Last Updated on February 26, 2015 by Paulette Brown-Hinds

Dangers to key section of landmark legislation and popularity of the movie “Selma” a reminder why VRA must be protected, they say

By Corey Arvin
Staff Writer

Many activists are swift to agree that the relationship African-Americans have with the history of the U.S. is complicated at best. But only one of a handful of legislative milestones have a direct impact on the continuity of African-Americans’ quality of life that they have maintained an exceptionally high regard for: The Voting Rights Act of 1965.

As heralded as the Voting Rights Act (VRA) remains, multigeneration activists are worried that the efficacy of the VRA is not fully realized, thus paving the way to threats that could impede minorities’ ability to cast their election-time ballots.

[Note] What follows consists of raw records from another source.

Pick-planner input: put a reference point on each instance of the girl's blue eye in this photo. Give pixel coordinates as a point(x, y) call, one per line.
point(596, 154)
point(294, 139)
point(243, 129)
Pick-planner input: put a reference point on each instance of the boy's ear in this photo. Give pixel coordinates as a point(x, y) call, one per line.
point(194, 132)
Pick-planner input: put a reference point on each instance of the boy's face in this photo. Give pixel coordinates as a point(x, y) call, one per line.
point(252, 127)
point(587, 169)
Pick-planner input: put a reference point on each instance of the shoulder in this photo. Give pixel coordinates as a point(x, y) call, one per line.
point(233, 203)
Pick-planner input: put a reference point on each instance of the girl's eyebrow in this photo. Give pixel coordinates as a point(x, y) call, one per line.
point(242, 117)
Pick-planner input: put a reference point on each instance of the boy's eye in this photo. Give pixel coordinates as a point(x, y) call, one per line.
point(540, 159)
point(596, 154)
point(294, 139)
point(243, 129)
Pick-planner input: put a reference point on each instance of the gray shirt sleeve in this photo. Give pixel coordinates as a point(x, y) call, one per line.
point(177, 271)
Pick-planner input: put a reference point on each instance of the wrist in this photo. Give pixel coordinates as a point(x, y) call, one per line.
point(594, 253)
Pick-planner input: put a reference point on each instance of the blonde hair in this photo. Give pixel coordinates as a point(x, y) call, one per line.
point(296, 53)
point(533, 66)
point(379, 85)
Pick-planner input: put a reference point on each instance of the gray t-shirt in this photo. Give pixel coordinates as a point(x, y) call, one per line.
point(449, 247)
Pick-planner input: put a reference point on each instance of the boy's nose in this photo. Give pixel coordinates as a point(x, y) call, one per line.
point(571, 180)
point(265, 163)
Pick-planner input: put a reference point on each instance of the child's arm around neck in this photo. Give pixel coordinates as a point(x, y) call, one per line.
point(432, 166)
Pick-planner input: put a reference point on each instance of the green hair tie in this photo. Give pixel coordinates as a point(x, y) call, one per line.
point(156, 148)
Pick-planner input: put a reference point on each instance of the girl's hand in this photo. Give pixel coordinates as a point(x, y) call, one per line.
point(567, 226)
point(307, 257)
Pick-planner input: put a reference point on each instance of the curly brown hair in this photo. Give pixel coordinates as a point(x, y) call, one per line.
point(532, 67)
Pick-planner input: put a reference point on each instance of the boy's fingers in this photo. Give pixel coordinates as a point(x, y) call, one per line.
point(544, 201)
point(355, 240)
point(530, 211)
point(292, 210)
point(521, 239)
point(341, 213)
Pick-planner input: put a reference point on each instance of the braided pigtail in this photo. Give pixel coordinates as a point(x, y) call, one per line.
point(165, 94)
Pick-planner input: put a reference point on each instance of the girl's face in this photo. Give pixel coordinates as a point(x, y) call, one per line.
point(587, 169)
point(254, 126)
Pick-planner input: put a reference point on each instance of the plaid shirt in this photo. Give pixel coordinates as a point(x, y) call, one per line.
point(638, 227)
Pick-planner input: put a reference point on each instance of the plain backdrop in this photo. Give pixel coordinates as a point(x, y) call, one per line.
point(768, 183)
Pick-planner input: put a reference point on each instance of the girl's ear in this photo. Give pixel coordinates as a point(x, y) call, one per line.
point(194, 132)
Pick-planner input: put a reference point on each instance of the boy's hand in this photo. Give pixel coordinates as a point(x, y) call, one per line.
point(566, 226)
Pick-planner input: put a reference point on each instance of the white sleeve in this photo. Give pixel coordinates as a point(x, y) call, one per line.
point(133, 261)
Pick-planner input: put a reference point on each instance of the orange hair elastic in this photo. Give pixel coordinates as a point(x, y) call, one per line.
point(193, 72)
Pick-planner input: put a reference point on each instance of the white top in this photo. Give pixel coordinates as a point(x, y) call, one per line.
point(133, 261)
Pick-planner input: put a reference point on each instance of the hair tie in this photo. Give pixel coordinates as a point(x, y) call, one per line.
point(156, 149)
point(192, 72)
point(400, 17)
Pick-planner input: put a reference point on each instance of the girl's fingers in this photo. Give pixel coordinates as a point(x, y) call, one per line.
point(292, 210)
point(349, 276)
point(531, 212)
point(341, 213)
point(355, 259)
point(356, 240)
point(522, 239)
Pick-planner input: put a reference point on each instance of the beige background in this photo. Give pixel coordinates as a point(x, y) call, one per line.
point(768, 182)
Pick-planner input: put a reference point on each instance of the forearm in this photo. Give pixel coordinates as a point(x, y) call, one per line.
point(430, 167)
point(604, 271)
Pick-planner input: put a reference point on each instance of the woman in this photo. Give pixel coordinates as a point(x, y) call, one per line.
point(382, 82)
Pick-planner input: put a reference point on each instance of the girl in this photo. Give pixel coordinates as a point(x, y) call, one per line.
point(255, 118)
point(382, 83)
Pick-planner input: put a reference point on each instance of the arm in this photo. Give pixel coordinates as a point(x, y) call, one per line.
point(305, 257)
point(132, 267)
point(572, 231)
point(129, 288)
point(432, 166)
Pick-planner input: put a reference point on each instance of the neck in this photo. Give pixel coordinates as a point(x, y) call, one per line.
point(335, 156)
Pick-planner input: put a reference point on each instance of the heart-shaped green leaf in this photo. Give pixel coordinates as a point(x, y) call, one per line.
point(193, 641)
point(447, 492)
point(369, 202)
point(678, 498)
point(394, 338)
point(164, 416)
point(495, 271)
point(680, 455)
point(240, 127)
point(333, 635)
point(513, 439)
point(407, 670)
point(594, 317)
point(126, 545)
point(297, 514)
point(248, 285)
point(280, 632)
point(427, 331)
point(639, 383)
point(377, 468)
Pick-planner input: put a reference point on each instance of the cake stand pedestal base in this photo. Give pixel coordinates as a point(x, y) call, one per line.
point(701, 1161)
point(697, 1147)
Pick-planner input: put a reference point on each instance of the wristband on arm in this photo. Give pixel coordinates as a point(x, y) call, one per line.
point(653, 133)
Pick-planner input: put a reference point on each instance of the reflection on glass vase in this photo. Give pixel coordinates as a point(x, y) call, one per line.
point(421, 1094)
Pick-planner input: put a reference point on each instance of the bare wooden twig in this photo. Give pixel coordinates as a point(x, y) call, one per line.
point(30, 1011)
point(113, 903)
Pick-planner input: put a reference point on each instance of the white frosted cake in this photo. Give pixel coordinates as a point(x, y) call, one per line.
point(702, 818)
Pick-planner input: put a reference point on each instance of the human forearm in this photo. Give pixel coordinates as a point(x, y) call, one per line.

Waudieur “Woodie” Rucker-Hughes sees an impending threat to the VRA taking shape already in the form of a provision that will need support moving forward. Rucker-Hughes is president of the NAACP Riverside Chapter. Year-round, she and the organization are emphasizing voter registration and mobilizing the black community for upcoming elections.

Rucker-Hughes finds adverse changes to VRA provisions distressful, and feels strongly about those who do not participate in the democratic process.

“Every chance (Riverside NAACP) gets, we are registering people to vote and making people aware to vote. There are states trying to withhold voters right now with voter ID laws and actions [similar] to Jim Crow,” she said.

Voting rights for minorities were thrown into contention in 2013 when the U.S. Supreme Court ruled June 25 in the Shelby County v. Holder case. A 5-4 majority ruled that Section 4(b) of the Voting Rights Act was unconstitutional because the formula used to determine coverage for preclearance was antiquated.

The case was Shelby County V. Holder. It was filed against Eric Holder, current U.S. Attorney General. Shelby County is in Alabama, which was once a hotbed for visceral racism and violence. Alabama was often at the center of the Civil Rights Movement.

The Supreme Court ruling was handed the year after conservative Republicans were accused of attempting to suppress voters, particularly minority voters in ethnically diverse jurisdictions during the 2012 presidential election.

“We as African-Americans have an obligation to continue to stand up for what our ancestors went through… If you don’t vote, you don’t count. And if you don’t vote, shame on you if you don’t exercise your God given right,” said Rucker-Hughes.

Activists and historians have credited smaller victories for African-Americans prior to the passage of the VRA for creating a landscape that could be conducive to producing legislation such as the VRA. One of those achievements was Brown v. Board of Education, which desegregated education between black and white students.

Lewis “Lew” Vanderzyl, a prominent local educator and previous President of the Riverside Unified School District Board, considered Brown v. Board of Education a significant step forward for African-Americans’ later civil rights advancements, but the Supreme Court decision didn’t have the sweeping effect the VRA had in southern states.

“It was Martin Luther King Jr. and President Johnson who made the difference and I think it made the difference in the Democratic Party. I think also Earl Warren may have had an influence with him being Chief Justice in Brown v. Board of Education. I don’t think it had the same effect as King and Johnson with the Voting Rights Act,” he said.

Vanderzyl is credited for his steadfast and unflinching support for naming the Martin Luther King High School in Riverside against a slew of racially-tinged opposition in 1998. Vanderzyl credits King as one of his foremost inspirations.

“I think it has been gradual things leading up to the Voting Rights Act. The Voting Rights Act didn’t have quite the same impact on the country as it did in the south. Johnson’s prophecy about Democrats possibly losing the south for an entire generation was probably accurate,” he added.

According to Sylvia Martin-James, a local activist, the south was a place of tension and discord, but it was also the birthplace of action and resolutions that reverberated throughout the U.S., benefitting all African-Americans. Martin-James has a storied history of her own as a retired teacher and community leader, who helped establish the Greer Pavilion, a namesake for local, late activists Dr. Barnett Grier and his wife Jean. Martin-James said watching the recently-released movie “Selma” for the first time was a stark reminder of how circumstances of the south greatly contributed to establishing the Voting Rights Act.

“We have to increase the understanding among everyone that thought and actions are put into laws. Many seldomly recognize that strong connection.”

Martin-James said she longs to see younger and older African-Americans leaning upon each other to understand how voting directly impacts their lives, much like she recalls during the civil rights era when churches fostered an environment where members learned to vote. Martin-James continues to inspire blacks to vote, no matter where she happens to be at the time, she said.

“Anywhere I have to be, whether coming or going from a grocery store, wherever someone calls on Sylvia, I start right there.”